At the same time, the study determined, seeking to reduce blood pressure to less than 120 mmHg or prescribing fenofibrate to lower cholesterol increased the risk for doubling of serum creatinine, although it had no impact on the need for dialysis or transplantation.
“These results, along with those from the primary study which showed no benefit of the interventions on heart attacks and strokes, provide evidence against aggressive targets for glucose, blood pressure, and use of fenofibrate in adults with type 2 diabetes at high risk of cardiovascular events,” explained lead author Amy K. Mottl, MD, of the University of North Carolina Kidney Center.
Background information in the article notes that type 2 diabetes dramatically increases the risk for both cardiovascular disease and chronic kidney disease. Past research has suggested that “tight” control of blood sugar, blood pressure, and cholesterol has resulted in conflicting short-term effects on kidney health.
The current study focused on longer-term effects, using information from more than 10,000 participants in ACCORDION, which is an extension phase of the Action to Control Cardiovascular Risk in Diabetes (ACCORD) trial, a multifactorial intervention study in people with type 2 diabetes who are at high risk for cardiovascular disease.
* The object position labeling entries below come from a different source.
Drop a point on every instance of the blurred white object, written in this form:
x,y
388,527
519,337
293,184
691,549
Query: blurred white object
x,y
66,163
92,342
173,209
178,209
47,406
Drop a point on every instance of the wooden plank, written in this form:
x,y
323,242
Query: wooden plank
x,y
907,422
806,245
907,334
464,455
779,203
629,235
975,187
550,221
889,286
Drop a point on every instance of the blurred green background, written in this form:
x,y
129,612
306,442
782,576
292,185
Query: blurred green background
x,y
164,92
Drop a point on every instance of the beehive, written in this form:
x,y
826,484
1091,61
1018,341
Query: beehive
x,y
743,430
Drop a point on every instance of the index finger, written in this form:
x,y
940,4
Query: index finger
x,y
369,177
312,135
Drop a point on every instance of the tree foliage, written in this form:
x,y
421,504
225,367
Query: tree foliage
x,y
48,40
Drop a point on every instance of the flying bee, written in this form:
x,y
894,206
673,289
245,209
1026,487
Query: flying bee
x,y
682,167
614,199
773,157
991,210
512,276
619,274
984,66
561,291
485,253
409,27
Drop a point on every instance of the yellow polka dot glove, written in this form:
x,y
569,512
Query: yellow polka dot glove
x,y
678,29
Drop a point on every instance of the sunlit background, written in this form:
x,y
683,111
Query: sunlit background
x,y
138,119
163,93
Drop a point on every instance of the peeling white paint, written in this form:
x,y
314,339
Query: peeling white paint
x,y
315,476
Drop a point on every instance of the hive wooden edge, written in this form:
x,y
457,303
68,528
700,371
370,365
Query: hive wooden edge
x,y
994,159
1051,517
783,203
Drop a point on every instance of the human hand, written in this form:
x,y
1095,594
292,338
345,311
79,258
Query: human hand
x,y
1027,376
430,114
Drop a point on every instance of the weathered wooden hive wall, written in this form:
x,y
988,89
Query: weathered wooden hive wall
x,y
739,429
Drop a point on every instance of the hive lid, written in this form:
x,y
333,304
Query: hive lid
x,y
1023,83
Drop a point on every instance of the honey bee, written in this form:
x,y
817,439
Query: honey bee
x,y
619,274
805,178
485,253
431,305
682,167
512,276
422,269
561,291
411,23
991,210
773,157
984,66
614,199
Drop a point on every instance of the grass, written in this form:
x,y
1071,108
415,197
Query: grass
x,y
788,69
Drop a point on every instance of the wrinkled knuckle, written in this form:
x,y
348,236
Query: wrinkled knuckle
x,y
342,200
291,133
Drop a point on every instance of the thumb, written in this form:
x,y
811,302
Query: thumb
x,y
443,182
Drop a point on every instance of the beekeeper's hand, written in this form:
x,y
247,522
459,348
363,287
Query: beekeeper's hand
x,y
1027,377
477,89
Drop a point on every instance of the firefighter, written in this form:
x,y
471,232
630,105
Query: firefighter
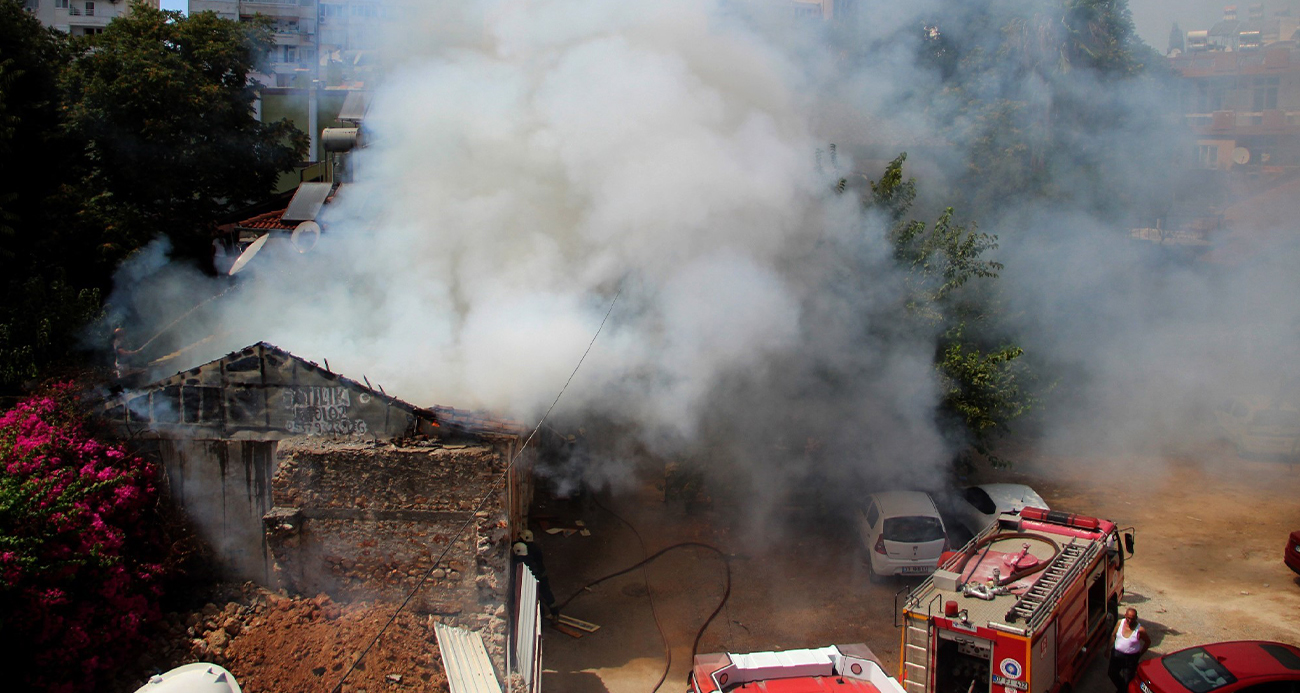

Examined in the intervention study were the effects on cardiovascular events and death of:
• Intensive glycemic control, defined as hemoglobin A1c <6.0% versus 7%–7.9%),
• Intensive blood pressure control, defined as systolic BP <120 mm Hg vs. <140 mm Hg; or
• Use of fenofibrate vs. placebo added to simvastatin on cardiovascular events and death.
During the study period, researchers report 988 cases of incident macroalbuminuria, 954 with doubling of creatinine, 351 requiring dialysis, and 1,905 deaths.
Results indicate that hazard ratios (HRs) for the composite outcome with intensive glycemic control, BP control, and fenofibrate use compared with standard therapy were 0.92 (95% confidence interval [95% CI], 0.86-0.98), 1.16 (95% CI, 1.05-1.28), and 1.16 (95% CI, 1.06-1.27).
Secondary outcome analyses note that in the glycemia trial, only macroalbuminuria was significantly decreased (HR, 0.68; 95% CI, 0.59-0.77). In the BP and lipid trials, only creatinine doubling was affected (HR, 1.64; 95% CI, 1.30- 2.06 and HR, 2.00; 95% CI, 1.61- 2.49, respectively), according to the findings.
“In people with type 2 diabetes at high risk for cardiovascular disease, intensive glycemic control may result in a long-term reduction in macroalbuminuria; however, intensive BP control and fenofibrates may increase the risk for adverse kidney events,” study authors conclude.
An accompanying editorial from The George Institute for Global Health in Australia questions some of the conclusions, however. “In our view, the findings observed for doubling of serum creatinine do not suggest harm to the kidneys, but rather are more likely to reflect the limitations of the small number of creatinine measurements available,” the commentators write. “We believe that the data actually suggest possible benefit for ESKD [end-stage kidney disease] with intensive glucose control, and remain inconclusive for intensive blood pressure control and fibrate use given the wide confidence intervals for the more reliable ESKD outcomes.”